Janet felt much as Cinderella may be supposed to have done when her fairy godmother converted her ragged attire into a splendid gala-dress. Life in a moment seemed changed to her view; all misanthropic fancies, all gloomy forebodings took flight; she was ready to exclaim, in the words of the song,

"This world is a beautiful world after all!"

Away with all feelings of jealous longing to share the advantages of other women! With whom would she now change? Had she not, misshapen and unlovely as she was, achieved the conquest of one who had long appeared, in her eyes, as the most perfect of human beings?

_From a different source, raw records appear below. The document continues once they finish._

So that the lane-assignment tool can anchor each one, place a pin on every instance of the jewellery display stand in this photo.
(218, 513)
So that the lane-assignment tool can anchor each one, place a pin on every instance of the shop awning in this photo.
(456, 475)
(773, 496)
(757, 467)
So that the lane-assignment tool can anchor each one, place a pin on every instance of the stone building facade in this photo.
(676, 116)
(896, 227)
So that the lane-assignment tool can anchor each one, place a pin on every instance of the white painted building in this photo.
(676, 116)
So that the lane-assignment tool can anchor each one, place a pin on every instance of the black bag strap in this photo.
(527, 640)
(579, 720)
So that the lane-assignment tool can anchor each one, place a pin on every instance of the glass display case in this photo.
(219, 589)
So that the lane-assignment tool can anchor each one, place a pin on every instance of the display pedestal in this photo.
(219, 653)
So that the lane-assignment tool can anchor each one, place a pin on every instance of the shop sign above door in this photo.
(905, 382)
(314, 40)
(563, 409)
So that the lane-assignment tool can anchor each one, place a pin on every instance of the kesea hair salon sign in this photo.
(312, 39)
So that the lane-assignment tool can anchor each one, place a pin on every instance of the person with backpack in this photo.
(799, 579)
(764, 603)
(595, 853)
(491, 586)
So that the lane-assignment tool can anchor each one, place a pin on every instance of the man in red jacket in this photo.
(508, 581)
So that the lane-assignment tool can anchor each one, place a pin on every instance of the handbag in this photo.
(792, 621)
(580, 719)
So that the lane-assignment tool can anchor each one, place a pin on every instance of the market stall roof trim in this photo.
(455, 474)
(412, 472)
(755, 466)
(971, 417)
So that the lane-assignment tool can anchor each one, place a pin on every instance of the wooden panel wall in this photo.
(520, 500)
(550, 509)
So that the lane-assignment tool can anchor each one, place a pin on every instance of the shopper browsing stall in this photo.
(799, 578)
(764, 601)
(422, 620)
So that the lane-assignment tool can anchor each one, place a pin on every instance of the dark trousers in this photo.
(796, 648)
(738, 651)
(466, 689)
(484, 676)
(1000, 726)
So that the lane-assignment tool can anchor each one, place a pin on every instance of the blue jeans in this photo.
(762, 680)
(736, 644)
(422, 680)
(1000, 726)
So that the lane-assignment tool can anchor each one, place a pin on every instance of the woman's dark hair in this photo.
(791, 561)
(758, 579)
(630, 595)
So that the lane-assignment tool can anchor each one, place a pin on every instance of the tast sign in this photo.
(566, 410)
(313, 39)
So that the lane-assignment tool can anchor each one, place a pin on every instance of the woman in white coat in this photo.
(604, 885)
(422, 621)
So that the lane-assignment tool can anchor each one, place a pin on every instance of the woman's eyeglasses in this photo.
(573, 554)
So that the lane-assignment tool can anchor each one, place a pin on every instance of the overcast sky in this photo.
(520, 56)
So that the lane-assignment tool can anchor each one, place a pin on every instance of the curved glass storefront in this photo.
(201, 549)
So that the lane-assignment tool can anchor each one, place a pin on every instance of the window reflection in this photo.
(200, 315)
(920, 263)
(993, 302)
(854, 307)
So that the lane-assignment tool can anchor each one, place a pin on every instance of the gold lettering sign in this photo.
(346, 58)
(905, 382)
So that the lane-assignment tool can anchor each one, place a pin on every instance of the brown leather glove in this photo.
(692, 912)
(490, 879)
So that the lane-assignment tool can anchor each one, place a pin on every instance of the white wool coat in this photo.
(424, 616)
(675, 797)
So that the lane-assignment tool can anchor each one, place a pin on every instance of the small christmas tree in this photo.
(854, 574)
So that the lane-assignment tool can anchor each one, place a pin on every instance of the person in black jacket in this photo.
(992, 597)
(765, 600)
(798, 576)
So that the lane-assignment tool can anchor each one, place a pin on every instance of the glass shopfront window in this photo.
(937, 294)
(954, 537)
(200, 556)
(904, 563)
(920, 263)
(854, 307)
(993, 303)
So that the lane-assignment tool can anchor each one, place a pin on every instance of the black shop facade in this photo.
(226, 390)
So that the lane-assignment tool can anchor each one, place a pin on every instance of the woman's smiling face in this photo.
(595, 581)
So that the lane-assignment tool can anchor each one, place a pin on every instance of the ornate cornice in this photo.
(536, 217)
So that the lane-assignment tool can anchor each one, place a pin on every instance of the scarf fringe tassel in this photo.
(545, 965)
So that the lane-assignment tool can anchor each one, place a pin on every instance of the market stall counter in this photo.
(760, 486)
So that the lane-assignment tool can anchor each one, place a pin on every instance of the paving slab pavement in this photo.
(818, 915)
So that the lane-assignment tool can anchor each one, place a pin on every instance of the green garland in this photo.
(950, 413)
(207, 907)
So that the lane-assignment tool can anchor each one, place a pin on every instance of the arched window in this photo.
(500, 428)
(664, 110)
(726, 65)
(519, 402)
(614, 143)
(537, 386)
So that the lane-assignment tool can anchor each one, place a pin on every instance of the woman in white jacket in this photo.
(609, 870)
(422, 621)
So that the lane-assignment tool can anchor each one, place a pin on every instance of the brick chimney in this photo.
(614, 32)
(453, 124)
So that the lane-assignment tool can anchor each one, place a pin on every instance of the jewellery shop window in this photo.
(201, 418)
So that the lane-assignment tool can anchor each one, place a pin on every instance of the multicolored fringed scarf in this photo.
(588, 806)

How often had she fondly wished to possess the beautiful features and graceful form of Philippa, and yet Philippa had merely won the homage of gay, fashionable triflers, while she had received a declaration of affection from one so dear to her, that if she had been endowed with the most brilliant loveliness, and the most lavish wealth, she would have wished, like Portia, to be for his sake

"A thousand times more fair—ten thousand times more rich!"

These raptures may appear to our readers rather beyond what can be justified by the receipt of a valentine; but be it remembered that it was not in the style of a common valentine, that Heathcote was not a common character, and that poor Janet had never received even the slightest token of admiration before that eventful fourteenth of February. Martin Farquhar Tupper says, in his "Proverbial Philosophy,"

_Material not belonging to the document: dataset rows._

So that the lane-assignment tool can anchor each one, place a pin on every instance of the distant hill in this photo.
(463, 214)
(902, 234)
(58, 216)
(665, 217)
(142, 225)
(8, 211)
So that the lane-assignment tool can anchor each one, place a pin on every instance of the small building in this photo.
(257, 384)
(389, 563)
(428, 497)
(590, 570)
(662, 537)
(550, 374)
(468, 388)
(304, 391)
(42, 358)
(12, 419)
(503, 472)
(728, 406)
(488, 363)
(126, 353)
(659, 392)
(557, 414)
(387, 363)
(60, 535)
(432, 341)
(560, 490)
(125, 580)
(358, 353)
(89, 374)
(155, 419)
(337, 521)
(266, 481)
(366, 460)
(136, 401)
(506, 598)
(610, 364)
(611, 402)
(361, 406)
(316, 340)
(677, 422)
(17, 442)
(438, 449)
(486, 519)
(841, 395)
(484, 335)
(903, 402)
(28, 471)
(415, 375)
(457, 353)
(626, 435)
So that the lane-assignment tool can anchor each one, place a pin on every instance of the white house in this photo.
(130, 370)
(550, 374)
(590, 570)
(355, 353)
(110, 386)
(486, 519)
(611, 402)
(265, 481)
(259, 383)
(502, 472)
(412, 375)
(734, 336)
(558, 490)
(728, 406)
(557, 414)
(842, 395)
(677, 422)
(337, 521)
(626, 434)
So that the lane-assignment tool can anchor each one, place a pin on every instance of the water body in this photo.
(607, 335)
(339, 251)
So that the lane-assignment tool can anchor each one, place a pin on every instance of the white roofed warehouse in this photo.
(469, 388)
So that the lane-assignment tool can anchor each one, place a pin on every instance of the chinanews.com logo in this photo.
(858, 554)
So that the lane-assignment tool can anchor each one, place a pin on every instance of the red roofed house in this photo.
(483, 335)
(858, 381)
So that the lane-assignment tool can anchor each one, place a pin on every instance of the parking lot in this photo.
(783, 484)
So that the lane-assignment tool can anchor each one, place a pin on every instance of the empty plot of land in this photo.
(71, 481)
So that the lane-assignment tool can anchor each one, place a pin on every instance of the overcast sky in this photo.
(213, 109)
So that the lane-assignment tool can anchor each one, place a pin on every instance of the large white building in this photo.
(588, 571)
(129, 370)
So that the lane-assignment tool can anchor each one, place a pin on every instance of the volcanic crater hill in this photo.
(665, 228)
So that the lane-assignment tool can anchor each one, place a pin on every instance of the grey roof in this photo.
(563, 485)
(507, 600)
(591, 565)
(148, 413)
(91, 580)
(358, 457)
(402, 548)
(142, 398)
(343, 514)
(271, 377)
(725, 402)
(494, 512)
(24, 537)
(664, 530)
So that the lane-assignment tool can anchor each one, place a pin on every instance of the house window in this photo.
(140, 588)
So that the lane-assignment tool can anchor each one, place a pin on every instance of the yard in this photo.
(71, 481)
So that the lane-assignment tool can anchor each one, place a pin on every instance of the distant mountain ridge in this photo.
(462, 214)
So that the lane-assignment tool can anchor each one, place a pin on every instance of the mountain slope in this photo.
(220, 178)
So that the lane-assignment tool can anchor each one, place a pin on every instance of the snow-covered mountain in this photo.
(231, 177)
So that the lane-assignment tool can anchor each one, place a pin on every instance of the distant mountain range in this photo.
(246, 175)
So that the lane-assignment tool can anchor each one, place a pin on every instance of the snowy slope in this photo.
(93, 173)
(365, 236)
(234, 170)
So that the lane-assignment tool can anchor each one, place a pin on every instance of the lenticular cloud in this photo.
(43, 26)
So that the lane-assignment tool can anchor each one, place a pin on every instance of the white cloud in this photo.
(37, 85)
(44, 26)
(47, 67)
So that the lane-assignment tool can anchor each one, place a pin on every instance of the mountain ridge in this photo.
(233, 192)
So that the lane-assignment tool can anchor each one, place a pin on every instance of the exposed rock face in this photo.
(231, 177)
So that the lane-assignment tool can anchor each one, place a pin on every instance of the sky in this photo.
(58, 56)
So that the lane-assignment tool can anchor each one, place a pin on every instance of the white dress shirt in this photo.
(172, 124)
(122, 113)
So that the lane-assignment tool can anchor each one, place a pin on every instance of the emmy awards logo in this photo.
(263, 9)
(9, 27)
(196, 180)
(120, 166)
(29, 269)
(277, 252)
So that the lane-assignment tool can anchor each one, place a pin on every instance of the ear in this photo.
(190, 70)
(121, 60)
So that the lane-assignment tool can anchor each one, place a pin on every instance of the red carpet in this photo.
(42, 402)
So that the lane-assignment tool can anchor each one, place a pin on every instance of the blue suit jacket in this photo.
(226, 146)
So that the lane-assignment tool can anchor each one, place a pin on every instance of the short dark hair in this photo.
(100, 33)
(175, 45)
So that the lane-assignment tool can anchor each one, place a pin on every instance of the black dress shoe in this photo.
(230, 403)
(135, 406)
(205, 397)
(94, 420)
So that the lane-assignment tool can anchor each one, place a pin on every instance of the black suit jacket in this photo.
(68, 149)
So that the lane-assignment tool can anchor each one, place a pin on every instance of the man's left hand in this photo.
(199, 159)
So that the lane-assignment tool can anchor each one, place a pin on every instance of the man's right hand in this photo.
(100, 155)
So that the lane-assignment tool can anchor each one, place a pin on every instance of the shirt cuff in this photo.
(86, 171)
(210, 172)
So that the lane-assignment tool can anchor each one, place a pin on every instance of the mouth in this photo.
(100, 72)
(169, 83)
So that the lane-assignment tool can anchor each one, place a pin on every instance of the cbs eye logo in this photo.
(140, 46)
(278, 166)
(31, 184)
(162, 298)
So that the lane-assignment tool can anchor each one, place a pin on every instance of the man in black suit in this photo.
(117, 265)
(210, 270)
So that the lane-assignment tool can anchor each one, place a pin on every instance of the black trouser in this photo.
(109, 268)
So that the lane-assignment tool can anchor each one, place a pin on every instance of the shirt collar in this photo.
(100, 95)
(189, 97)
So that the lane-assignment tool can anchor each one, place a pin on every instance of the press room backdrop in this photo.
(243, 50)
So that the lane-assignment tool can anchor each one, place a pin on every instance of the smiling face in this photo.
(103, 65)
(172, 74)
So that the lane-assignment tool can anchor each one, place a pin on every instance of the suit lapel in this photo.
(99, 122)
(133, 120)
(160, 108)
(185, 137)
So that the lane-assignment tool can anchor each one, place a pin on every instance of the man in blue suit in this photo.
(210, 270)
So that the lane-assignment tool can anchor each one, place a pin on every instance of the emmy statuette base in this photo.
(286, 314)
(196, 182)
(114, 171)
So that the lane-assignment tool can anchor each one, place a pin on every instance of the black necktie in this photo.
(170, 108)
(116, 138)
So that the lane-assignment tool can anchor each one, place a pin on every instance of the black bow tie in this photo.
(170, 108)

"It is a holy thirst to long for Love's requital;

Hard it will be, hard and sad, to love and be unloved;

And many a thorn is thrust into the side of one that is forgotten."

If such, then, be the suffering of the neglected, what must be the delight of feeling the long-borne load suddenly removed from the heart!

Janet, after enjoying her newly-found happiness in solitude for some time, sought her friend Philippa, who kindly congratulated her on her acquisition, and reminded her how often she had told her that she greatly exaggerated the neglect and unkindness of the world; but Philippa would not be persuaded into thinking that a valentine was at all equivalent to a promise of marriage, or even to a declaration of love.